Dediol  Os Gtt 10 ml 2 mcg/ml   (Alfacalcidolo)
Classe A: Rimborsabile dal SSN (gratuito o con ticket per il paziente) NotaAIFA: Nessuna Ricetta: Ricetta Ripetibile Tipo: Etico Info:Nessuna ATC:A11CC03 AIC:025487036 Prezzo:7,53 Ditta: Leo Pharma A/s

 

01.0 DENOMINAZIONE DEL MEDICINALEIndice

Questo paragrafo risponde alle domande: qual è il nome commerciale di Dediol?

DEDIOL 0,25 mcg capsule molli DEDIOL 2 mcg/ml gocce orali, soluzione


02.0 COMPOSIZIONE QUALITATIVA E QUANTITATIVAIndice

Questo paragrafo risponde alle domande: quali sostanze e principi attivi contiene Dediol?

Una capsula contiene:

Principio attivo:

alfacalcidolo (1 idrossivitamina D3) 0,25 mcg Eccipiente con effetti noti: olio di sesamo

Gocce orali, soluzione (per ml di soluzione)

Principio attivo:

alfacalcidolo (1 idrossivitamina D3) 2 mcg

Eccipienti con effetti noti: gliceropolietilenglicole ossistearato, sorbitolo, metil-p- idrossibenzoato, etanolo

Per l’elenco completo degli eccipienti, vedere paragrafo 6.1.


03.0 FORMA FARMACEUTICAIndice

Questo paragrafo risponde alle domande: in quale forma (compresse, gocce, supposte ecc.) si presenta Dediol?

Capsule.

Gocce orali, soluzione.


04.0 INFORMAZIONI CLINICHE

04.1 Indicazioni terapeuticheIndice

Questo paragrafo risponde alle domande: a cosa serve Dediol?

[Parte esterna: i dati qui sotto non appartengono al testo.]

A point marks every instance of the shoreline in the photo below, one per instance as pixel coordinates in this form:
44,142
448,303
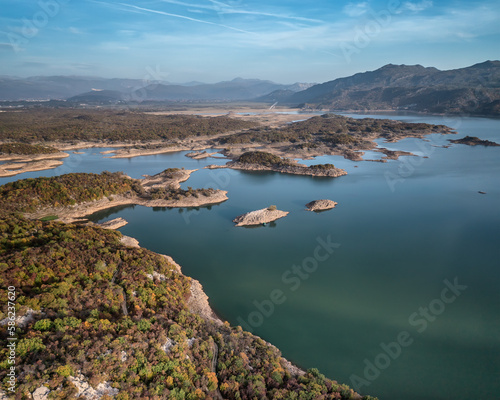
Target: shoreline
72,214
199,303
20,164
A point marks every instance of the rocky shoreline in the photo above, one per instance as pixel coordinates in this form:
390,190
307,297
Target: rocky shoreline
297,169
321,205
169,179
260,217
21,164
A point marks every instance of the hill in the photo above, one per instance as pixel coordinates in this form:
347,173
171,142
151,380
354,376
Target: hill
472,90
95,318
104,91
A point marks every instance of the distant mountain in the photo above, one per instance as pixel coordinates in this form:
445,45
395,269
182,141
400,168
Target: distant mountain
95,90
98,97
60,87
474,90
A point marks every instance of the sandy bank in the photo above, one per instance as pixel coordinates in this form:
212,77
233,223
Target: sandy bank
321,205
259,217
73,213
12,169
297,169
116,223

Per quali malattie si prende Dediol?

Osteodistrofia da insufficienza renale in dialisi o meno. Ipoparatiroidismo.

Rachitismo ed osteomalacia D resistente o D dipendente (pseudo deficitaria). Rachitismo ed osteomalacia da alterazioni renali dovute al metabolismo della vitamina D.

Osteoporosi post menopausale.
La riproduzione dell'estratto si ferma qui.